So many moments to treasure!

Tuesday, August 16, 2005

The condensed version

After several blogging attempts have been foiled by powercuts I've given up hope of writing a long narrative (yay for you all). Thus the following lists, highlighting the most memorable moments of the trip so far.

Best transport moments:

- 19 people in a regular 4WD on a very precarious mountain road. Okay, actually 16 people and 2 small children in a 4WD and one man standing on the the ladder at the back.

- Missing the bus from Rishikesh to Delhi and then chasing it on my friend's motorbike wearing all my luggage on my back.

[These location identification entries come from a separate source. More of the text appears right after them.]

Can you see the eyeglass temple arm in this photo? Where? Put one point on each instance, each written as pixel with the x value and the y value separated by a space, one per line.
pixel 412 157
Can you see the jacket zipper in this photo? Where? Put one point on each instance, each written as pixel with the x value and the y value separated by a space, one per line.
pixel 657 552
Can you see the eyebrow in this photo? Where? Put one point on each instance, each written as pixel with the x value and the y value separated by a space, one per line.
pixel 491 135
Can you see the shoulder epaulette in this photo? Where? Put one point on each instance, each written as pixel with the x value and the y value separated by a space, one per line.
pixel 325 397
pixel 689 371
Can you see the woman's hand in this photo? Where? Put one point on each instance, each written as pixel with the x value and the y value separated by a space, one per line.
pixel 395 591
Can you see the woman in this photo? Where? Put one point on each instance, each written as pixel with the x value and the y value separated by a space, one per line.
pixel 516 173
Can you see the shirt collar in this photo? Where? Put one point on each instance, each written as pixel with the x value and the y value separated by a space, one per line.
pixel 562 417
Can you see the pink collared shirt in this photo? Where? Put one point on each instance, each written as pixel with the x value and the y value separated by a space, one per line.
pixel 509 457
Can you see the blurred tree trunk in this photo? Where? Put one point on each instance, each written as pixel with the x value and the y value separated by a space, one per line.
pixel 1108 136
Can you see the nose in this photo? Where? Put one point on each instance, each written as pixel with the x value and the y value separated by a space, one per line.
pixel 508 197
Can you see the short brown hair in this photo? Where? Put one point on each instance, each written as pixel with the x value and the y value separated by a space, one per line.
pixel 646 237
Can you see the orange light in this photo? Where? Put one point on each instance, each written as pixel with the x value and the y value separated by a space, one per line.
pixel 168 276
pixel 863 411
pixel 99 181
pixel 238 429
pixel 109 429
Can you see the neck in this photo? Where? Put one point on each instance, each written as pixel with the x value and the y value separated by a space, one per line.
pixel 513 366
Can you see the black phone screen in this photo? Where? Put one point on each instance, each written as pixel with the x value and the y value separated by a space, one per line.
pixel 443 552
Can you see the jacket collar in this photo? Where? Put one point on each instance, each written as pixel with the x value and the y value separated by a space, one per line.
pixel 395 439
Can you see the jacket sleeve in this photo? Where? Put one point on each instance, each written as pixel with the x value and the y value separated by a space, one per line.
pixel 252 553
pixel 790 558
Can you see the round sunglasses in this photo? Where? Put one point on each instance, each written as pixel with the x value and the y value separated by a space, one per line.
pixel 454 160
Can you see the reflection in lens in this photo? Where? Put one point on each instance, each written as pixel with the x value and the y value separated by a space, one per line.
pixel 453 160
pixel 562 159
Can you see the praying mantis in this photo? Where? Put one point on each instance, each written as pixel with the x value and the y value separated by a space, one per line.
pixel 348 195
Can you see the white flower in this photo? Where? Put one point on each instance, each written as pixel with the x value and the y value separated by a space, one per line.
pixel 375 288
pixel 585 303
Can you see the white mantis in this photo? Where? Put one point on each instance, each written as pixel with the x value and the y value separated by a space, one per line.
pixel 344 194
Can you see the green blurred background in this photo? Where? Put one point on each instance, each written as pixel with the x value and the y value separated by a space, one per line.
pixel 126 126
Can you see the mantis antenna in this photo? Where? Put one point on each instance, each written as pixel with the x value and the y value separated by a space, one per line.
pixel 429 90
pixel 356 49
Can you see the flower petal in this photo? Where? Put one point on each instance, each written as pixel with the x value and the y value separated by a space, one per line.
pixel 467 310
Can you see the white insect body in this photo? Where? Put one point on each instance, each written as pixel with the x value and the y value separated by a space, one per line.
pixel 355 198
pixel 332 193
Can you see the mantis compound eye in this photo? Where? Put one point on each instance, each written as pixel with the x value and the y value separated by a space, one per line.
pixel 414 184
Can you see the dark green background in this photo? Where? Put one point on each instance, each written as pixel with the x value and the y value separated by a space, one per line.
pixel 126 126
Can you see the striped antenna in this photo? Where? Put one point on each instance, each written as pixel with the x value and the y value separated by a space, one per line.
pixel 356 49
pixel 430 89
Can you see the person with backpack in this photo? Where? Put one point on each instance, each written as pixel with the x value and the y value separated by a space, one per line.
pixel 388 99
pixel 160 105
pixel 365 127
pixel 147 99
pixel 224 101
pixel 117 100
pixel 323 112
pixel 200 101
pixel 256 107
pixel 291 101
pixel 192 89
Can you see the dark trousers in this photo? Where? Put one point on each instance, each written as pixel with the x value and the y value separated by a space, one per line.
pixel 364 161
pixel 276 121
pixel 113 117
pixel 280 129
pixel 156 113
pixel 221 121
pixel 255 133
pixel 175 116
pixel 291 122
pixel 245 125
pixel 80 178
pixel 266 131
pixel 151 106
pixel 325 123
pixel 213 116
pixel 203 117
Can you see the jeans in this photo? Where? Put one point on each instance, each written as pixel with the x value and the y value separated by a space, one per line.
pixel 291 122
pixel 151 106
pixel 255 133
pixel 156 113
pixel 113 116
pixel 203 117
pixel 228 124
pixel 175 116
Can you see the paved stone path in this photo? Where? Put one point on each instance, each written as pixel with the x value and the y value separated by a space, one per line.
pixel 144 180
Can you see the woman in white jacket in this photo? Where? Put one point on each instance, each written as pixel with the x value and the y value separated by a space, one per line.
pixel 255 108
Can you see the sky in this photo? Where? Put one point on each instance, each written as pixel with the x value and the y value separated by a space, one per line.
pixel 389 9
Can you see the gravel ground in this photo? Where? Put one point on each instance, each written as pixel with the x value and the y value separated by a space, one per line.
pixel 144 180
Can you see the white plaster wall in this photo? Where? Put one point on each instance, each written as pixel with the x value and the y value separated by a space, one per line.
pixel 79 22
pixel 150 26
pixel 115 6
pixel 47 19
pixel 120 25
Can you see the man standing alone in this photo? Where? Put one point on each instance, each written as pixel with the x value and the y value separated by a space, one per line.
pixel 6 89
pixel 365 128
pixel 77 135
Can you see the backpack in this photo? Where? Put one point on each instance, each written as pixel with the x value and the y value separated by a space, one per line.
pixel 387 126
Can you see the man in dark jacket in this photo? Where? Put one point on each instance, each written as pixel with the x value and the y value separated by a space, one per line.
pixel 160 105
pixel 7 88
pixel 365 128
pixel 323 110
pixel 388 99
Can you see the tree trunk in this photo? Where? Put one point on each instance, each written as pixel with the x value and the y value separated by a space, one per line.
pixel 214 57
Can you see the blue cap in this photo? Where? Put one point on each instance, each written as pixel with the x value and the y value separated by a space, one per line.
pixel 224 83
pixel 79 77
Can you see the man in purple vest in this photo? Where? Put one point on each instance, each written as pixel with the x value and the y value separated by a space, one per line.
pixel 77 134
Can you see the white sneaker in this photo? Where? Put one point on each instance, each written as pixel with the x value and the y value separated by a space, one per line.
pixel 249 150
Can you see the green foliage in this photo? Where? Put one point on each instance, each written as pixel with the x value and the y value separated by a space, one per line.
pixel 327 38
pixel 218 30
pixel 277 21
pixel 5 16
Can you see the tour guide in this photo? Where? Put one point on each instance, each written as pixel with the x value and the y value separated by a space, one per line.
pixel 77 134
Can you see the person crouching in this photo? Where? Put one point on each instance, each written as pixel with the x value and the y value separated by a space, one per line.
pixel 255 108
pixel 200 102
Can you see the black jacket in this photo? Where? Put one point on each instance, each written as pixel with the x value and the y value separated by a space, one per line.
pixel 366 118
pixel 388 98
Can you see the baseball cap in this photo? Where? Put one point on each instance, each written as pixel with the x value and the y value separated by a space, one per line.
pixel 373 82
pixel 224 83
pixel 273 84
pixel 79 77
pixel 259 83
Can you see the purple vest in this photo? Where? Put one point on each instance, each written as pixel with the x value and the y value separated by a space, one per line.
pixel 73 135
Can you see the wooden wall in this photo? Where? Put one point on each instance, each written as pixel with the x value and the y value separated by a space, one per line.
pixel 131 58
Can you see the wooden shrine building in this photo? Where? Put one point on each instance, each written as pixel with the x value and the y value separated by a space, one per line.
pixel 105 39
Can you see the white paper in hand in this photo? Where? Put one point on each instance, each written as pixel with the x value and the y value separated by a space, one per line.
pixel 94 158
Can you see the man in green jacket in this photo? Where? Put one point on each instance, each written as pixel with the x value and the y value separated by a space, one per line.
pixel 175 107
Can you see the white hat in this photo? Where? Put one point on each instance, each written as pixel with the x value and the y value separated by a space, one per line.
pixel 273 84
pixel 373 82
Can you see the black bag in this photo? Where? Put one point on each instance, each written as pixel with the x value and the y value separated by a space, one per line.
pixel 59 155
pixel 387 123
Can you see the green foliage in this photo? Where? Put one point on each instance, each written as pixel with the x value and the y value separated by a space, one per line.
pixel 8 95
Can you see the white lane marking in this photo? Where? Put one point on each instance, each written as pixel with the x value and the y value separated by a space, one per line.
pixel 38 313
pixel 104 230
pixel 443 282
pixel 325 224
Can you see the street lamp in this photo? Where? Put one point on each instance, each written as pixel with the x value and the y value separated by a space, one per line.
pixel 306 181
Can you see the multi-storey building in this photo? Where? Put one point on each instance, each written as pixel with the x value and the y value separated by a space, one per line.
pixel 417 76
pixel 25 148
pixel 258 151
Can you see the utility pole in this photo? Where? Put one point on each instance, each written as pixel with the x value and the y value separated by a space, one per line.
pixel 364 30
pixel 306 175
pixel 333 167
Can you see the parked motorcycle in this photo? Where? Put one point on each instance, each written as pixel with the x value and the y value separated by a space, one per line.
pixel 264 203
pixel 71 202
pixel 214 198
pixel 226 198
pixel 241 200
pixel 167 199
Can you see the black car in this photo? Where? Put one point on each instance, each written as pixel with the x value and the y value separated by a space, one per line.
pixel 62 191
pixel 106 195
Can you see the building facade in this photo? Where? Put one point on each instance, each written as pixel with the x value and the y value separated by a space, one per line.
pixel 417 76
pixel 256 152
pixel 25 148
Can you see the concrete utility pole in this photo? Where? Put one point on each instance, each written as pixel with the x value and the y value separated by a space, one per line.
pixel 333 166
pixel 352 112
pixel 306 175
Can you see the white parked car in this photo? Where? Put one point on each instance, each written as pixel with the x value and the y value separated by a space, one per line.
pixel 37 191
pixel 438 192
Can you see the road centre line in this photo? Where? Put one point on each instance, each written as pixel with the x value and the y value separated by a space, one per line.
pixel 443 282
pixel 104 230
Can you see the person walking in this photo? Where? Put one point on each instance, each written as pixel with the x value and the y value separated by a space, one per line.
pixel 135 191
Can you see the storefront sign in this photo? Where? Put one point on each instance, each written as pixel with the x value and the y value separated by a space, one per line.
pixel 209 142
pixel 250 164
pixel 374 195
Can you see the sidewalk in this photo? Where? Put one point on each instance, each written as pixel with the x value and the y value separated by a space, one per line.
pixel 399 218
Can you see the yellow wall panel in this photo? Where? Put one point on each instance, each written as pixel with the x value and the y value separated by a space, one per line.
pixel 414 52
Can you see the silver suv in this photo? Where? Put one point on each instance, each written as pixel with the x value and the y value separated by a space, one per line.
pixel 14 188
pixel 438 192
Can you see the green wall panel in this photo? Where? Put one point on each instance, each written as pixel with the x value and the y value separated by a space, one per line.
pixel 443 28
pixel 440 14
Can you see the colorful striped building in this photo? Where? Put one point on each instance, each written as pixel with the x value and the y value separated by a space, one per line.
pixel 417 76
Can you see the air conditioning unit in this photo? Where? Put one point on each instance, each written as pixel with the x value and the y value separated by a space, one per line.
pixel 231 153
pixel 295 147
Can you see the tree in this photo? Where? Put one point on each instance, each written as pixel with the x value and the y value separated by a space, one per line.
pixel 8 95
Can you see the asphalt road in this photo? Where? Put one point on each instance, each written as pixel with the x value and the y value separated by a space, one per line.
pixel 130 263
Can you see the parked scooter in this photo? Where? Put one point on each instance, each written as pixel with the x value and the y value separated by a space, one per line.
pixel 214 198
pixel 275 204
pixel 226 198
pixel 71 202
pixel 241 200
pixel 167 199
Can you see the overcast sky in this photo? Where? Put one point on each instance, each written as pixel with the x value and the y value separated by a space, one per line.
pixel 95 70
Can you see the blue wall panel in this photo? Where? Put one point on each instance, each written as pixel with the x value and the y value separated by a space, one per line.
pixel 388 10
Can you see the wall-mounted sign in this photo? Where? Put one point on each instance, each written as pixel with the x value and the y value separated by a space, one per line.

I've noticed that many of my friends with bikes have been influenced heavily by 'Dhoom', the Hindi motorbike version of 'The Fast and the Furious'. Some Indian girls seem to have been influenced by 'Bride and Prejudice', judging by their increased confidence in approaching foreign male tourists.

- Catching the above mentioned bus and then having to sit virtually on the dashboard for seven hours, centimetres away from the front windscreen.

- Watching a landslide occur in front of our bus on a mountain road with a several hundred metre drop to the Ganges. The bus stopped and I tried allay my panic by contemplating the karmic value of death at that particular juncture. It was then that a local entrepreneur arrived crying 'softee, creamy icecream, softee, creamy icecream'. I didn't feel like one.

Best overheard Hindi conversations

- (a restaurant owner chatting up European lady who was showing off her stilted Hindi)
'Actually, your Hindi is better than Sonia Gandhi's'
"Thank you"
'Have you been to Nepal?'
"No but I hear it's quite beautiful"
'You are quite beatiful too'
(It was then that I snorted and betrayed myself)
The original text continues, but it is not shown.